Las neurociencias han fracasado estrepitosamente a la hora de explicar el sufrimiento psíquico. Hay mil teorías biologicistas que no tienen demostración científica. Es una construcción endeble porque en el cerebro existe un correlato de lo que pasa fuera: sabemos que existen experiencias anómalas –o no tan anómalas, porque te sorprendería el número de personas que escuchan voces sin que eso suponga nada más–, pero tienen un correlato con el cerebro. Explicaciones claras de por qué pasa lo que pasa no las hay: el sufrimiento psíquico es algo tremendamente subjetivo y tiene formas muy diferentes de presentación, por lo que hay gente a la que sí le ayudan algunos fármacos a pesar de que en su cerebro haya exactamente lo mismo que en el resto. Y es que el cuerpo no es una máquina con rueditas y palancas que nos permitan subir y bajar la dopamina y serotonina a nuestro gusto. La biología es mucho más compleja que eso y el conocimiento que tenemos es muy endeble.

Existen múltiples estudios que demuestran que, cuanto peor puntúa un país en igualdad, mayor es la tasa de personas con trastornos mentales. Y viceversa. Las diferencias socioeconómicas juegan un papel clave: de la misma forma que el funcionamiento del ascensor social varía según el nivel socioeconómico, ¿la herencia del sufrimiento también lo hace?

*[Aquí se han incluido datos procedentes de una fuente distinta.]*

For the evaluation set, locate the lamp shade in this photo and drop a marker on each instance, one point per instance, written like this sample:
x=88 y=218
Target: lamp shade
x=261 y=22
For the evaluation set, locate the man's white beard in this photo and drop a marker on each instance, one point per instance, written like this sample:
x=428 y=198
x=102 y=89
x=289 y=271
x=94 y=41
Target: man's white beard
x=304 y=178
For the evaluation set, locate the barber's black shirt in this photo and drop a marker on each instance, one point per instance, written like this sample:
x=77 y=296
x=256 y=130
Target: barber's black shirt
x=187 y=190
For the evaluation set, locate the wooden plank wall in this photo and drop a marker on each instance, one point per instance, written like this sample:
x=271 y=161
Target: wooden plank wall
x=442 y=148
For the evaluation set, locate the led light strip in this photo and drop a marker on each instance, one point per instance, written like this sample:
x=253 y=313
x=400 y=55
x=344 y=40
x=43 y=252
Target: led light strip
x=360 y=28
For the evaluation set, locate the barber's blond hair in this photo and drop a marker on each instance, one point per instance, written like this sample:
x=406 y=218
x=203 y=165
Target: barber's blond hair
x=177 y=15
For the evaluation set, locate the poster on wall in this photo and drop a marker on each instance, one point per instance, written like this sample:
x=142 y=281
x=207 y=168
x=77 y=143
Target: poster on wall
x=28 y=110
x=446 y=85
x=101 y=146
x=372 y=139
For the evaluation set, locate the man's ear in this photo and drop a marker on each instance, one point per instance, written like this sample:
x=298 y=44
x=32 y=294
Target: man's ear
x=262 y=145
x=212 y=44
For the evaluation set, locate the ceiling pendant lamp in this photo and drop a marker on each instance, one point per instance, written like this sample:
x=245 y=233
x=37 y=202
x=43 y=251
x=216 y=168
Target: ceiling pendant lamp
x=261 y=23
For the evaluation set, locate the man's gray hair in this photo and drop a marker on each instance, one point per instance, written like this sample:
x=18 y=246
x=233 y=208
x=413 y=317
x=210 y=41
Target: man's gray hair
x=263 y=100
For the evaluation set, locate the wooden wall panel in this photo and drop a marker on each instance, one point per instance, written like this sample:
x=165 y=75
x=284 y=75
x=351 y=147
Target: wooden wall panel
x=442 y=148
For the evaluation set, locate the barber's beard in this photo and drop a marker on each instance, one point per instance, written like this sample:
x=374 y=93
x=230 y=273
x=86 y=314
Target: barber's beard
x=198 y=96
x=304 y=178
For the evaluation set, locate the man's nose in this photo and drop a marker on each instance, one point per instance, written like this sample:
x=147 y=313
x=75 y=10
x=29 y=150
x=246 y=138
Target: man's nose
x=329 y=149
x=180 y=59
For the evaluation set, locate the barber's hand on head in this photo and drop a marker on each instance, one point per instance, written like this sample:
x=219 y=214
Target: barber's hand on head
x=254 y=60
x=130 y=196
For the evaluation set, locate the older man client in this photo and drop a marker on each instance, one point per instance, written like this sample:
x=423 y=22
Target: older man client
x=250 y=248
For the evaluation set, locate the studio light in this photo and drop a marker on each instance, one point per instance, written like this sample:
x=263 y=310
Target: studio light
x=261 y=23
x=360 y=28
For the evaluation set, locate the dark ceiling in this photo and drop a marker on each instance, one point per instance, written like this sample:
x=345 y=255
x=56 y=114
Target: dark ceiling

La psicoterapia tiene sus indicaciones en este asunto. Hay gente más permeable, y ciertas estrategias encajan mejor con unas personas que con otras. Todas las estrategias funcionan siempre y cuando haya un vínculo con el terapeuta. Pero, sin duda, para entender cómo afrontar el malestar tienes que ver cómo te has construido tú, tu identidad y tu biografía. Ahí es donde influyen las condiciones de vida. Si una persona está en una situación inestable que le genera un sufrimiento atroz, no tiene ni el tiempo ni la energía mental (incluso aunque cuente con los recursos) para buscar atención profesional. Si tienes que estar poniendo tu energía en llegar a fin de mes o en que tu casero no te eche, no puedes dedicarla a hacer un trabajo psicoterapéutico intenso.